La reforma pone un foco especial en el régimen de servicios eventuales. Se simplifica la inscripción de empresas, se amplían los casos en los que pueden contratar trabajadores bajo esta modalidad y se eliminan requisitos considerados excesivos por el Gobierno. También se reglamentaron los beneficios no remunerativos, habilitando el pago de gastos de transporte y comedor contra presentación de comprobantes y servicios de comedor en locales de cercanía.

Otro de los puntos destacados por Sturzenegger es la actualización de la Ley de Convenciones Colectivas. El argumento oficial es que muchos convenios se encuentran desactualizados. La normativa redefine quiénes pueden participar de las negociaciones, amplía la representación empresaria e incorpora nuevos actores, como asociaciones de consorcios para negociar condiciones laborales de encargados de edificios. El ministro sostuvo que esta apertura busca hacer más ágil y representativa la negociación entre las partes.

Uno de los cambios más serios es el fin de la ultraactividad de determinadas cláusulas de los convenios colectivos vencidos. A partir de la reforma, dejan de ser exigibles los aportes obligatorios a cámaras empresarias y se establecen topes para descuentos y contribuciones sindicales. La norma también prevé la renegociación obligatoria de aquellos convenios que se encuentren vencidos, forzando a las partes a actualizar los acuerdos en lugar de prorrogar indefinidamente condiciones obsoletas.

La reglamentación busca facilitar la creación de sindicatos de empresa o de grupos de empresas, el viejo anhelo que arrastran desde la última dictadura para destruir el modelo sindical argentino. Se establecen requisitos para acreditar representación y disputar la personería gremial. El Gobierno presentó esta iniciativa como una herramienta para fomentar la competencia sindical y reducir situaciones de monopolio en la representación de los trabajadores. Sturzenegger señaló que la medida amplía la libertad de asociación y permite que los empleados sean representados por organizaciones más cercanas a su realidad cotidiana.

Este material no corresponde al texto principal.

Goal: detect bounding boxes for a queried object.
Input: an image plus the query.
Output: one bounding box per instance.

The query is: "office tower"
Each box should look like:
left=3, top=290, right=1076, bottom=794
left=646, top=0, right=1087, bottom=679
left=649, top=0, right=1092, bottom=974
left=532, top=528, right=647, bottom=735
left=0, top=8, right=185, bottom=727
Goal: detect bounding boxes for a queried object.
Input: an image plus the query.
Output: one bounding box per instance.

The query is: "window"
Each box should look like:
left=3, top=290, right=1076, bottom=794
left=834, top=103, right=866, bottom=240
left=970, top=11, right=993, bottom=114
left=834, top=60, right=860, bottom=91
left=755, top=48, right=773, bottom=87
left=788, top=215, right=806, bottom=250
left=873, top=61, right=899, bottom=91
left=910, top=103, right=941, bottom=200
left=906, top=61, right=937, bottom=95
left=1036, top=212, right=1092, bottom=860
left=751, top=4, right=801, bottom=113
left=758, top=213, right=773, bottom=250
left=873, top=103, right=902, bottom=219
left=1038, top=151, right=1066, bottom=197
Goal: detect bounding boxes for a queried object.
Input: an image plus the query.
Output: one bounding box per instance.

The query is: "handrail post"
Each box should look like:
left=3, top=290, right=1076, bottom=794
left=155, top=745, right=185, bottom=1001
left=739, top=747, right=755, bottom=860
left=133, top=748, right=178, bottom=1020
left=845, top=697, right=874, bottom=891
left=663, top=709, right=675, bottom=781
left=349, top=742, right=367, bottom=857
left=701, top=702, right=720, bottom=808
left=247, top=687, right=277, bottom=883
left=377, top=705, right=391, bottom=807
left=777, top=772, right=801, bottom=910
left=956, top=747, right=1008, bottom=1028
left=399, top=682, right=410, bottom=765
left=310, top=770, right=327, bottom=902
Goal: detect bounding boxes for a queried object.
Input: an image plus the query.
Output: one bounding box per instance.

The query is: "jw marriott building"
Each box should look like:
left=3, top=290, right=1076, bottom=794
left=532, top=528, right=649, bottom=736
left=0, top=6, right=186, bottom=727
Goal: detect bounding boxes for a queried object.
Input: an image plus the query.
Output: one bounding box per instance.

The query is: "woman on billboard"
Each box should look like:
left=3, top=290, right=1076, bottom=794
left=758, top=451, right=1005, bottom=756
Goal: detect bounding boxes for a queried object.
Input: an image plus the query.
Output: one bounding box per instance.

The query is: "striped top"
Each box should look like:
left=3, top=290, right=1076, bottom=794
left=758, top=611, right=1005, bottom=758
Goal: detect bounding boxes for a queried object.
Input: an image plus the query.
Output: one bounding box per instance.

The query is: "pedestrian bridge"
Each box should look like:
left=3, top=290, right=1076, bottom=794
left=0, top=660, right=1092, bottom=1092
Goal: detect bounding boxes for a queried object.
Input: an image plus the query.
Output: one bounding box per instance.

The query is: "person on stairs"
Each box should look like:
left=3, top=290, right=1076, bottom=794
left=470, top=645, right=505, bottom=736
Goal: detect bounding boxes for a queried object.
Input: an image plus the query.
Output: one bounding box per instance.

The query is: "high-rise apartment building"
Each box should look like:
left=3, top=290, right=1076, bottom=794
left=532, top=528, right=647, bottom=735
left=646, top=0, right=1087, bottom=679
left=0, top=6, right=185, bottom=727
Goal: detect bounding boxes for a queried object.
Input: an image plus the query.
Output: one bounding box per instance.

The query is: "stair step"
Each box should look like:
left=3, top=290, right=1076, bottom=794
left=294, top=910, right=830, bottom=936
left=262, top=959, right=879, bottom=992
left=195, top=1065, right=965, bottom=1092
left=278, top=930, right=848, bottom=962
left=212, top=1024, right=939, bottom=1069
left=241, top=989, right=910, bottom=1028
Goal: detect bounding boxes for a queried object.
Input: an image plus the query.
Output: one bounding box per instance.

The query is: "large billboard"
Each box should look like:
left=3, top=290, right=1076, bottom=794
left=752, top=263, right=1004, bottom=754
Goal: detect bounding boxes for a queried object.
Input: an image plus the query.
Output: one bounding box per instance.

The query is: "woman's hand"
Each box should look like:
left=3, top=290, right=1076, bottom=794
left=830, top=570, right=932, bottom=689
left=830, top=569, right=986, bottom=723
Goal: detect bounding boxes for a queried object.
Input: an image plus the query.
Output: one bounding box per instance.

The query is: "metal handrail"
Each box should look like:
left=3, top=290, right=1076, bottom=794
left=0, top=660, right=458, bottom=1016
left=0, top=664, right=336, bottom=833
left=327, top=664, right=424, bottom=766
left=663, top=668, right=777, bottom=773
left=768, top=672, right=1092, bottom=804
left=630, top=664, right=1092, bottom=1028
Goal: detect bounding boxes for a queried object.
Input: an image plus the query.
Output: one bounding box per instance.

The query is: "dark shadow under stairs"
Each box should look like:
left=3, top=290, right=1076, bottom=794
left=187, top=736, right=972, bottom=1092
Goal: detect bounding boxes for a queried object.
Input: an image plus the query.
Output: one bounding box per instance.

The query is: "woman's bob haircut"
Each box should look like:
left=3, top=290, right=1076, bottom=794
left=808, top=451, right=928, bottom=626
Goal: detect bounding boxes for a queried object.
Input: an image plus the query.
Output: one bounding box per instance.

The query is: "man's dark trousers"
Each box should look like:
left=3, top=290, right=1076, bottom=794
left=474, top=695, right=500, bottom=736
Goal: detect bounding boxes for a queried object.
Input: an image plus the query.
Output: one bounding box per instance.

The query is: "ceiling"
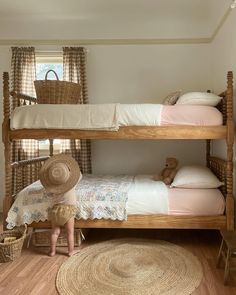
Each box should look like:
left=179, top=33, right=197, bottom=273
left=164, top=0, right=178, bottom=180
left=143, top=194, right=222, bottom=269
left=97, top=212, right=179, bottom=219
left=0, top=0, right=231, bottom=40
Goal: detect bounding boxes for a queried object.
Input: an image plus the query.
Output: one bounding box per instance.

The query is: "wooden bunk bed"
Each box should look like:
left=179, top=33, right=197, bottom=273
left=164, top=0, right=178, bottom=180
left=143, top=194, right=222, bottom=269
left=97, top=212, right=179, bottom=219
left=2, top=72, right=234, bottom=230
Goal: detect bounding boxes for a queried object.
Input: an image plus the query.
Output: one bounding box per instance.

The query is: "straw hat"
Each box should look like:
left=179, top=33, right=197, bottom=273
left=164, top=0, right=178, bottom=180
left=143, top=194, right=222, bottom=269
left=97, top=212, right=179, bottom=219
left=39, top=154, right=81, bottom=194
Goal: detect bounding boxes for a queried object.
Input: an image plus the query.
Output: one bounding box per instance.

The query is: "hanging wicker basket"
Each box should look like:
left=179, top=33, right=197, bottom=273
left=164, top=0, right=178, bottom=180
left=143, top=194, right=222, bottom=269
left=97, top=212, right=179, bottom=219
left=0, top=225, right=27, bottom=263
left=34, top=70, right=81, bottom=104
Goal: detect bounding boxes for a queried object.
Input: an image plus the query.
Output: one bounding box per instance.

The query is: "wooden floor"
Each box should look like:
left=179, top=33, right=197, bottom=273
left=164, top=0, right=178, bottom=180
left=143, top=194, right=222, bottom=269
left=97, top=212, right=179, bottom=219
left=0, top=217, right=236, bottom=295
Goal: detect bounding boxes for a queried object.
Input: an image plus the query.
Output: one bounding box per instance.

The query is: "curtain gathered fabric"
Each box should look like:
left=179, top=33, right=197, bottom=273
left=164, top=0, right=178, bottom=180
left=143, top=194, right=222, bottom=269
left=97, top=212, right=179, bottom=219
left=11, top=47, right=39, bottom=190
left=61, top=47, right=92, bottom=173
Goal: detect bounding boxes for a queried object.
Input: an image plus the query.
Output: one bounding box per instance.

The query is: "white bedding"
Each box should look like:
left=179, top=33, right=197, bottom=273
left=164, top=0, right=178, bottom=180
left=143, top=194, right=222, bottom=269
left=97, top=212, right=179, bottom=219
left=7, top=175, right=225, bottom=228
left=6, top=175, right=168, bottom=228
left=10, top=104, right=162, bottom=131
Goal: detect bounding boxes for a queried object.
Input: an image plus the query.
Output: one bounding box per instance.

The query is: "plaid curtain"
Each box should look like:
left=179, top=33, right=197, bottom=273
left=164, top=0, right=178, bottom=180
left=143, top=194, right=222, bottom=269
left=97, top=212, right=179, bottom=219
left=62, top=47, right=92, bottom=173
left=11, top=47, right=39, bottom=188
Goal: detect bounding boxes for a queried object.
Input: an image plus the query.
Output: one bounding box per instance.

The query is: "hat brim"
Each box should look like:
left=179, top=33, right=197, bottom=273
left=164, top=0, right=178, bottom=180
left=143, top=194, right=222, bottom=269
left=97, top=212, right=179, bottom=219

Además de los cambios en la representación, la reforma fija nuevas reglas para los cambios de personería gremial y establece límites al uso de horas sindicales. El argumento oficial es compatibilizar la actividad gremial con la continuidad de la producción, evitando que el tiempo destinado a tareas sindicales afecte el normal funcionamiento de las empresas.

Por último, la reforma incluye un capítulo específico para el sector de la construcción. Se elimina la intervención del IERIC en las altas y bajas laborales, concentrando toda la registración en ARCA. La medida busca unificar registros, reducir la carga documental y simplificar los controles mediante un sistema digital único. El ministro destacó que esta digitalización permitirá reducir errores y agilizar los trámites para los trabajadores y empleadores del sector.

Con esta batería de decretos, el Gobierno pone en marcha los cambios más significativos de la reforma laboral, aunque Sturzenegger adelantó que restan aspectos que se irán implementando en etapas posteriores.